Bakan Bilgin'in konuşmasından öne çıkanlar şöyle:

"Küçük ve orta ölçekli işletmelerde sendikalaşmaya ve işçilerin sendikal haklarına karşı bir tavrın gelişmiş olması ve bir zihniyetin var olması. Bu bir tarihsel sorun olarak görülebilir ama buna karşı mücadele etmek tüm siyasi partilerin önemli bir görevidir. Emekçilerin, sermaye karşısında örgütlenmesini sağlayacak mücadeleyi desteklememiz lazım. 

Sendikalaşan iş yerlerinde, örgütlenen işçilere karşı tavırlar var. Örgütlenen işçileri, iş yerlerinden atmaya kadar uzanan girişimler var. Bunlar bana ulaştığı zaman sendikanın kimliğine hiç bakmam. Patronunu ararım. Bizim hukukumuza aykırı hangi işlem varsa uygularım, kapatmak da dahil.

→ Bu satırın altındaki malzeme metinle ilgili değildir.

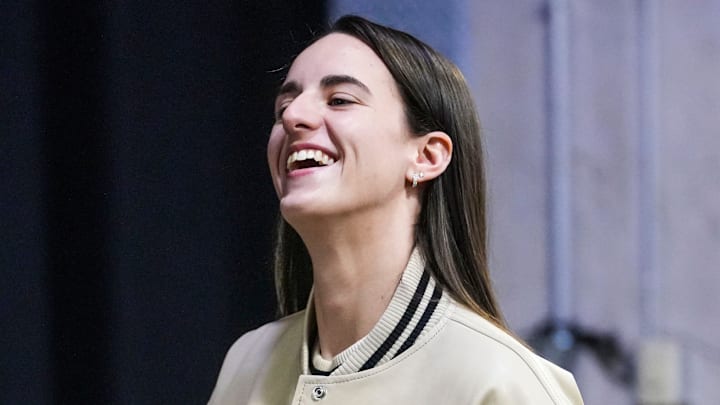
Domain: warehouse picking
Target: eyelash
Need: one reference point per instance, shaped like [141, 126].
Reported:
[333, 102]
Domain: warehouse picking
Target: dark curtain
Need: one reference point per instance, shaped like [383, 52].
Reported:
[137, 211]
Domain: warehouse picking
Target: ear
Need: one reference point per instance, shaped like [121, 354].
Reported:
[434, 152]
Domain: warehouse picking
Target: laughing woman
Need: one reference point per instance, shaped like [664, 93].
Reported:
[376, 158]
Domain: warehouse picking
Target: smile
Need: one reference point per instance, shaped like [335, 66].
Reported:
[306, 158]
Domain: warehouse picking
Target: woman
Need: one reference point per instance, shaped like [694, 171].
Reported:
[376, 157]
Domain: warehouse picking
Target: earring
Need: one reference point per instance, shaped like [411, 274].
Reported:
[417, 176]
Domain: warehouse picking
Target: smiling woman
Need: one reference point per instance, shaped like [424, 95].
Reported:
[381, 261]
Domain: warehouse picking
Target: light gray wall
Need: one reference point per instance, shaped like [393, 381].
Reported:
[643, 114]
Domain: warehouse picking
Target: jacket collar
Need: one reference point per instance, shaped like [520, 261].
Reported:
[415, 308]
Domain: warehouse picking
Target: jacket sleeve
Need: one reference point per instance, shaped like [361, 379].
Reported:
[518, 391]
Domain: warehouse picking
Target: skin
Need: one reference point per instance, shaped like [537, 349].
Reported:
[356, 216]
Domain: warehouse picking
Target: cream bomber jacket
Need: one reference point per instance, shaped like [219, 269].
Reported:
[436, 352]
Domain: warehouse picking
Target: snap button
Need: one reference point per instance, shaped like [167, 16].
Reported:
[319, 392]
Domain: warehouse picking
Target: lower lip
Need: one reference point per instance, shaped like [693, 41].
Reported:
[305, 172]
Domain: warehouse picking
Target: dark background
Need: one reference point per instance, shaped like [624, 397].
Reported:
[136, 209]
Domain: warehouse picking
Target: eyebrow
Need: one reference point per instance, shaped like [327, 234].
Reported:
[292, 87]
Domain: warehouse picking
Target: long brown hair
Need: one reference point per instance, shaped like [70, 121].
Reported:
[451, 231]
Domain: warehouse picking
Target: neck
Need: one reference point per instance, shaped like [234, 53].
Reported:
[357, 264]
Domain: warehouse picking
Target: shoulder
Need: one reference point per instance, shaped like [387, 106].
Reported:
[252, 350]
[266, 336]
[516, 372]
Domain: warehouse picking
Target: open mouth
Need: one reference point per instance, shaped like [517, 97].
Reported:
[308, 158]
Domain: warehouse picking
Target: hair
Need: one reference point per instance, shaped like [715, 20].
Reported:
[451, 230]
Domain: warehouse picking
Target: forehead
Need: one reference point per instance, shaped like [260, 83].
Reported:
[340, 54]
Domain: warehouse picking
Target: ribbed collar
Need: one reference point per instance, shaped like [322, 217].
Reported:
[415, 308]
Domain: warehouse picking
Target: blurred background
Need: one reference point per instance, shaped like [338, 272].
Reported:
[136, 211]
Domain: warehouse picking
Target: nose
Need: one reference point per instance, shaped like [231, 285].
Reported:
[301, 115]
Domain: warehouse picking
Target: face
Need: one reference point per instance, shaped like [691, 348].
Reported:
[340, 143]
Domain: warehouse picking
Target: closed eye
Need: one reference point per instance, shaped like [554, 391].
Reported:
[336, 101]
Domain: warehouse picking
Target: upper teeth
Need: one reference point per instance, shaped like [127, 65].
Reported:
[306, 154]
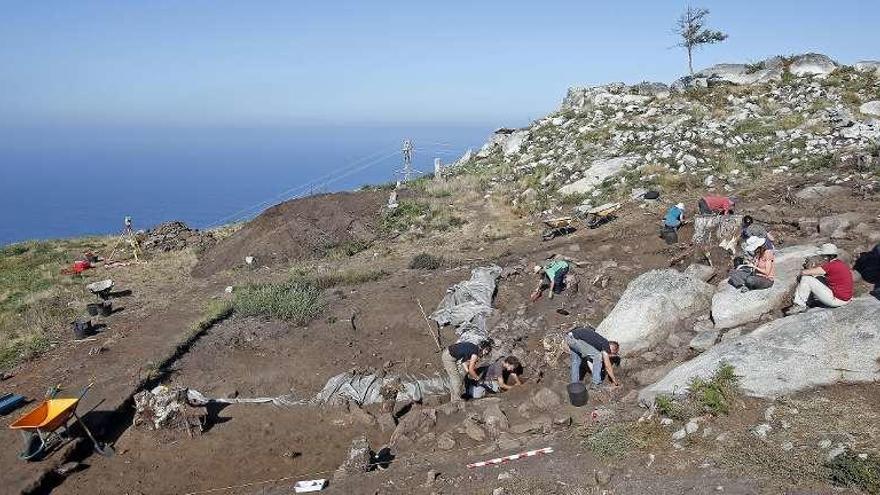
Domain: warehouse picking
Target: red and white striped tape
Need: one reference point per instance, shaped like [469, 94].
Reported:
[502, 460]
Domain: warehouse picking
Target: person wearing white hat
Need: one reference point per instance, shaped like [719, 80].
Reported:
[758, 275]
[833, 289]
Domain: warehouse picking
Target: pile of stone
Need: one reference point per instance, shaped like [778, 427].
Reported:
[173, 236]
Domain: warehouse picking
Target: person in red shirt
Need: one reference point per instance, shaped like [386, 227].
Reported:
[716, 204]
[836, 289]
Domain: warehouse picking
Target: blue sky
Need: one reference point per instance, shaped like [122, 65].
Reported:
[274, 63]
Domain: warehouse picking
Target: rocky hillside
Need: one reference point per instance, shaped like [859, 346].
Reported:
[722, 127]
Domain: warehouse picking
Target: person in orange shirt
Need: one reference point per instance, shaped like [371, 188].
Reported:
[708, 205]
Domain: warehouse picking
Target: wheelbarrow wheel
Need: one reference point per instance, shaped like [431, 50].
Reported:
[34, 446]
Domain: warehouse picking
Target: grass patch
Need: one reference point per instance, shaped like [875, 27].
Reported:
[850, 470]
[705, 396]
[347, 277]
[297, 301]
[425, 261]
[35, 295]
[346, 249]
[618, 440]
[216, 311]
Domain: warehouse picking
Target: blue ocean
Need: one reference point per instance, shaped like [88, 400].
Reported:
[61, 182]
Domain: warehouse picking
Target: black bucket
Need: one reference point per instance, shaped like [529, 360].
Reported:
[81, 328]
[578, 394]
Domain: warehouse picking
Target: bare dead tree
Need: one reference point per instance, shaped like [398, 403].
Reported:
[691, 27]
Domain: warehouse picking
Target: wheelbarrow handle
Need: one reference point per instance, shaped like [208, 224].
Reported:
[85, 390]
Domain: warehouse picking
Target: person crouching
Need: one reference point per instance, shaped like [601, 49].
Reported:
[460, 362]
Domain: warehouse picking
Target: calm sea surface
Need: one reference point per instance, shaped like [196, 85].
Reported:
[64, 183]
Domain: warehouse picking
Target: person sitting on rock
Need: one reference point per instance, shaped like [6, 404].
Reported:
[555, 275]
[586, 343]
[758, 274]
[674, 217]
[752, 229]
[830, 284]
[501, 375]
[709, 205]
[460, 362]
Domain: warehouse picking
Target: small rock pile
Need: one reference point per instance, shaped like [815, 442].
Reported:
[174, 236]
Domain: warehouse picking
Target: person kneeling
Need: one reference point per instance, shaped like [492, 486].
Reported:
[755, 276]
[501, 375]
[585, 343]
[833, 289]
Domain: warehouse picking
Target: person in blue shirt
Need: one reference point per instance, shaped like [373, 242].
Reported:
[674, 216]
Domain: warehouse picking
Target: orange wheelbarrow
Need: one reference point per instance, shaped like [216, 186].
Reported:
[46, 427]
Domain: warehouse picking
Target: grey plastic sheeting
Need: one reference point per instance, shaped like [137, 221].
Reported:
[467, 304]
[366, 389]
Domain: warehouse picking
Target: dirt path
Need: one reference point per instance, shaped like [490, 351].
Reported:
[147, 325]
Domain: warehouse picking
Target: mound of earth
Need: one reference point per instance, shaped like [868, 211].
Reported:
[299, 229]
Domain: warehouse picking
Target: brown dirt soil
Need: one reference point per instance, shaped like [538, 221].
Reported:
[296, 230]
[254, 357]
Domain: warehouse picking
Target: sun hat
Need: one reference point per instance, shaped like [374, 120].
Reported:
[753, 243]
[828, 249]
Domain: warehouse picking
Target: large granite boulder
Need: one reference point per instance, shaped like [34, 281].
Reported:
[812, 64]
[819, 347]
[653, 305]
[871, 108]
[732, 308]
[598, 171]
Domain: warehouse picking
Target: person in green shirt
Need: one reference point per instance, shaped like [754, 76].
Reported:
[554, 275]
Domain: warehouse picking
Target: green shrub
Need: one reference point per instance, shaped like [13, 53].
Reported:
[713, 396]
[297, 301]
[425, 261]
[849, 470]
[611, 442]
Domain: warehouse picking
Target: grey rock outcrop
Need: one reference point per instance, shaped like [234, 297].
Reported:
[653, 305]
[704, 340]
[699, 271]
[731, 308]
[871, 108]
[868, 66]
[819, 347]
[814, 193]
[837, 225]
[598, 171]
[357, 462]
[742, 73]
[812, 64]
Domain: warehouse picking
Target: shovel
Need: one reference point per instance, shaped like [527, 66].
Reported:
[106, 450]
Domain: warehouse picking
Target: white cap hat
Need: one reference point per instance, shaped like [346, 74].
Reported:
[753, 243]
[828, 249]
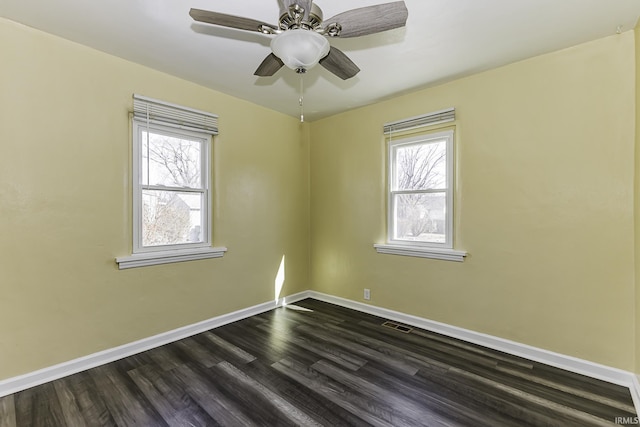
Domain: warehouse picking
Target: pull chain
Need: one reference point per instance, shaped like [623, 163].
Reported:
[301, 100]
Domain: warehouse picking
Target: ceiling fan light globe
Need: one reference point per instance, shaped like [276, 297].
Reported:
[299, 48]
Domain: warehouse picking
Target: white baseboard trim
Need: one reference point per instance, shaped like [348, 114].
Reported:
[569, 363]
[42, 376]
[635, 393]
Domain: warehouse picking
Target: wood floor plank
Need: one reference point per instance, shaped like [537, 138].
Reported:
[127, 405]
[324, 411]
[341, 396]
[320, 364]
[39, 407]
[207, 393]
[81, 401]
[282, 405]
[235, 353]
[169, 399]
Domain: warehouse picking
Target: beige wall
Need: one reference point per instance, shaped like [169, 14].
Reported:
[65, 205]
[545, 204]
[637, 200]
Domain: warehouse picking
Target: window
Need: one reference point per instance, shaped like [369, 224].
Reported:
[420, 196]
[171, 195]
[420, 188]
[171, 184]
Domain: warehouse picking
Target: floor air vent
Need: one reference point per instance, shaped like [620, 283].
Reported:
[401, 328]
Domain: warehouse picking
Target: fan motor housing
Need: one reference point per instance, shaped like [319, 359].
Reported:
[287, 20]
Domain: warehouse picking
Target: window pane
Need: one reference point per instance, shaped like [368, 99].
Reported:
[170, 161]
[420, 217]
[421, 166]
[171, 217]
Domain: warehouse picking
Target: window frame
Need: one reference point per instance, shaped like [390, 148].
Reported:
[440, 251]
[138, 127]
[422, 139]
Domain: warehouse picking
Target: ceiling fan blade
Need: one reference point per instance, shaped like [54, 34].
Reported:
[339, 64]
[269, 66]
[224, 20]
[371, 19]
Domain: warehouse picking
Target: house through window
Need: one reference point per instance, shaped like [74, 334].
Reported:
[420, 178]
[171, 180]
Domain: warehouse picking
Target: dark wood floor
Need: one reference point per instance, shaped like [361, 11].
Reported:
[330, 366]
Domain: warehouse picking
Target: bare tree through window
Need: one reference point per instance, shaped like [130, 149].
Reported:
[420, 179]
[169, 215]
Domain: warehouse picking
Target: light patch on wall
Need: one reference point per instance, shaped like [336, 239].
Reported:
[279, 281]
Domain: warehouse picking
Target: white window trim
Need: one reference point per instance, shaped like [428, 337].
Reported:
[139, 125]
[440, 251]
[421, 252]
[167, 257]
[148, 256]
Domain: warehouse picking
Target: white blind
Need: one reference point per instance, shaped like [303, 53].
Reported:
[437, 117]
[156, 111]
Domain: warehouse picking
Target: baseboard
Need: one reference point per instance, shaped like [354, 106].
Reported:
[572, 364]
[635, 393]
[569, 363]
[32, 379]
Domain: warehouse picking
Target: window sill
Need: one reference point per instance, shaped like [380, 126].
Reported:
[422, 252]
[167, 257]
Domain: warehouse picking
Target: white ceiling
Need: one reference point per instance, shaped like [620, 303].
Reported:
[444, 39]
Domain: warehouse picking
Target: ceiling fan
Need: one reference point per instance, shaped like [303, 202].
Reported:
[300, 40]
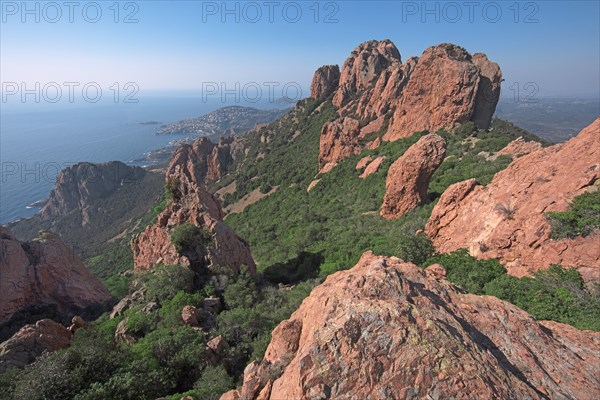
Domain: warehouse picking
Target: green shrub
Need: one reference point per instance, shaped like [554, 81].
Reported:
[468, 272]
[242, 292]
[581, 219]
[163, 282]
[213, 382]
[414, 248]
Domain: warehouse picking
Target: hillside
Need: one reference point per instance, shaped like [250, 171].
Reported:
[312, 257]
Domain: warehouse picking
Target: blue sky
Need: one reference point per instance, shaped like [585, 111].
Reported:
[177, 46]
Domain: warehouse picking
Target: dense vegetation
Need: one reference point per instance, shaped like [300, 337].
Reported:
[157, 355]
[557, 293]
[339, 218]
[581, 219]
[298, 237]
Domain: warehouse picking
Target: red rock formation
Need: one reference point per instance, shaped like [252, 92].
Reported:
[31, 341]
[519, 147]
[205, 161]
[506, 219]
[387, 329]
[363, 68]
[79, 185]
[45, 273]
[325, 81]
[444, 90]
[445, 87]
[408, 178]
[372, 167]
[191, 204]
[362, 164]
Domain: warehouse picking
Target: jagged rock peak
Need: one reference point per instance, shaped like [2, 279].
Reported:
[325, 81]
[363, 67]
[442, 89]
[506, 220]
[386, 329]
[80, 184]
[191, 203]
[408, 177]
[45, 274]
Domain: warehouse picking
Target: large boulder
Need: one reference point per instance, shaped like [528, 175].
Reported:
[386, 329]
[506, 219]
[408, 177]
[44, 278]
[31, 341]
[325, 81]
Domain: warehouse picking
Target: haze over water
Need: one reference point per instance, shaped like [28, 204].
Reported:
[37, 141]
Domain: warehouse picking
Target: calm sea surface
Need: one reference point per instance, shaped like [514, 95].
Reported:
[37, 142]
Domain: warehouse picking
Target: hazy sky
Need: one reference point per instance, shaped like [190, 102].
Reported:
[179, 45]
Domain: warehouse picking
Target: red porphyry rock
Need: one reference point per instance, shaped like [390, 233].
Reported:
[506, 219]
[191, 203]
[408, 177]
[372, 167]
[362, 164]
[31, 341]
[443, 88]
[45, 272]
[387, 329]
[447, 87]
[325, 81]
[519, 147]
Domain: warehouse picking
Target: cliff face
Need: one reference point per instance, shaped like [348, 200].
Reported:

Bizim görev alanımızda çalışma ilişkileri ilk sırada yer almaktadır. Endüstriyel ilişkilerde, işçi-işveren ilişkisi önemlidir. Biz devlet olarak nerede duruyoruz sorusu Cumhuriyetin kuruluşundan itibaren devlet emekçilerinin hukukunu düzenleyecek tedbirleri almaya gayret etmiştir. Cumhuriyet, herkesin cumhuriyetidir. Çalışanlarını koruyan bir sosyal devlet anlayışına dayanmaktadır. Modern toplumda sendikalar en önemli kurumdur. Emekçilerin örgütlenmesi onları işverene karşı eşit hale getirecek bir müessese olarak düşünülmüştür. Kanunlarımız bu anlayışla işlev görmektedir. Sendikalaşmayı önemli görüyoruz. Türkiye'de kamuda sendikalaşma oranı yüksek sayılabilir, işçilerimizde oran düşüktür. Yüzde 14 oranı Türkiye'nin geldiği yere oldukça geri anlayıştır. Neden küçük ve orta ölçekli işletmelerde böyledir. Tutucu bir anlayıştır.